Not my kind of "entertainment"! Lol. Guess keep asking around and Google everything you can for shipping from Thailand


----------



## pisico (May 14, 2014)

Ultra J40: Thank you for your input.
Hi Nickleback99! I have been doing that Google search (including Forex Freight) but it seems that Thailand is not part of the commercial world anymore. I am not talking about the recent events. All the dozens of messages I sent have not been answered so far.
The 63 million people in this country are smug and quite Xenophobic. They pride themselves in having foreign investment (bring your money in but only take out what we allow. No foreigners can own land: except Americans up to a couple of acres: but the process is an endless road of hoops and bribes to officials, and, lastly: their refusal to learn any languages: that includes English. Never mind that English is the official language of ASEAN. 
It is no surprise that many companies prefer to stay away from Thailand nowadays.
I will continue searching and trying.
If I should get any positive results I will post it here for the benefit of others in the same situation.
Thanks again
Be well and happy
Pisico (AKA: Ricky)


----------



## Nickleback99 (Aug 6, 2011)

Sure thing Best of luck! At least when you make the move, corruption or graft money to get anything done won't be new to you then. Really, that is simply endemic to the third world it seems...unfortunately. .


----------



## UltraFJ40 (May 20, 2014)

Found a thread on another site (Trip Advisor). I don't know if I'm allowed to post links but google the following:

"Where_to_send_package_Pratunam_to_the_Philippines-Bangkok" on Trip Advisor

Where to send package from Pratunam to the Philippines.. - Bangkok Forum - TripAdvisor

There were a few tidbits of pertinent info that might help you out.

Best of luck!!!


----------



## pisico (May 14, 2014)

Thanks UltraFJ40 !
Indeed there is good info that I will follow up tomorrow. That may be where I will find the solution to shipping my personal belongings. I will let you know what I found.
Be well and happy
pisico (AKA Ricky)


----------



## natbakinfo (Apr 6, 2014)

Nile566 said:


> Greetings to all!
> 
> My fiance -_ a Filipino-American _- and I spent 3 weeks vacationing in The Philippines (PI) during the month of March. During this time, her family toured us through several residential areas (i.e., Taguig, Makati, etc.) just outside of Metro Manila.
> 
> ...


I had a look into jobs over there, almost impossible for you to get one and if, the money is not worth it. We will start our own business as it is much easier there than here in Australia.


----------



## philnz47 (Feb 24, 2013)

*Retirement*

I understand you can get health insurance over 60ys but it is very expensive and not all hospitals take it.
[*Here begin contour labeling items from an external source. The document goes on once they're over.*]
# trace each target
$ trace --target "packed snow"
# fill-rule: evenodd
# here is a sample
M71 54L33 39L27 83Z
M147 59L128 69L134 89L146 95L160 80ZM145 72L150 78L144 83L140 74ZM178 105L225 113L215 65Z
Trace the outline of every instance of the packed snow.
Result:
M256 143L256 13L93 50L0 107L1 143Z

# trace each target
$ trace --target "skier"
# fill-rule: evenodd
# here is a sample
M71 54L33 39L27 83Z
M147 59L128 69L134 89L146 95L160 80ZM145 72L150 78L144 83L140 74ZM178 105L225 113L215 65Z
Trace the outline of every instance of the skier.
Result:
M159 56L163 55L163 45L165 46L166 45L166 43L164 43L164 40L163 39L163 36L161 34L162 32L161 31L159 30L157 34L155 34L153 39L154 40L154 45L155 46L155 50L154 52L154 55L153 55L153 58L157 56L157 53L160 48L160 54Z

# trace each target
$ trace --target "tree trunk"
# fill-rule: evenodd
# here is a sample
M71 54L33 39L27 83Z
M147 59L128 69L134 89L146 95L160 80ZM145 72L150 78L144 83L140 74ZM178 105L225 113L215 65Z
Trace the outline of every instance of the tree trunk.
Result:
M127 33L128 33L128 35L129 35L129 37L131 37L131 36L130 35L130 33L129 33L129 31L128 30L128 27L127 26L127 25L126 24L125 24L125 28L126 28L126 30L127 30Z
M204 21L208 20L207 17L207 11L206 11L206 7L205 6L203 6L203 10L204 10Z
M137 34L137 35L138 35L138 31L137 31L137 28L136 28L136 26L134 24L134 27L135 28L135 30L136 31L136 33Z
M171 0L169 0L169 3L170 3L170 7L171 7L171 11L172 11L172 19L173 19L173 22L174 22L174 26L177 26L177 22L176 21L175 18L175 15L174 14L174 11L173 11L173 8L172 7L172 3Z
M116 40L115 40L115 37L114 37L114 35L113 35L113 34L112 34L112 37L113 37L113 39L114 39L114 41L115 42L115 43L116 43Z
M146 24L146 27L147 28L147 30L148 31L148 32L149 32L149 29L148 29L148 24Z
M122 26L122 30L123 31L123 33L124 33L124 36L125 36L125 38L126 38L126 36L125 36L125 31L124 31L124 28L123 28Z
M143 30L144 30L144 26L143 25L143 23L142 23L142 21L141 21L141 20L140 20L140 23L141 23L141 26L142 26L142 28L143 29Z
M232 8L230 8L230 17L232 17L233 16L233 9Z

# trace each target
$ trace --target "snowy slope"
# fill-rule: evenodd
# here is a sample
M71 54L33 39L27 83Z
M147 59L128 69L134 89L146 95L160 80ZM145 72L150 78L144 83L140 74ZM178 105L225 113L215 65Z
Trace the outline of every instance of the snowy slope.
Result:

You being American are luckier than us Kiwi's as you can fly cheaply to Guam and get treatment there.


----------



## richardsinger (Oct 30, 2012)

I agree with mcalley boy about hiring local maids. We had one maid who turned out to be a thief. She didn't steal anything from our house, but whenever we visited my asawa's family, their stuff (clothes, shoes, cellphones) would disappear, piece by piece. Eventually we saw the pattern, and made her open her luggage which revealed her treasure trove.

Family members as maids can have their problems too. We had one relative who always filled her bag with coffee sachets whenever she went back home. We didn't have a confrontation with her or her parents though, since it was fairly trivial. Just found an excuse not to keep her on. 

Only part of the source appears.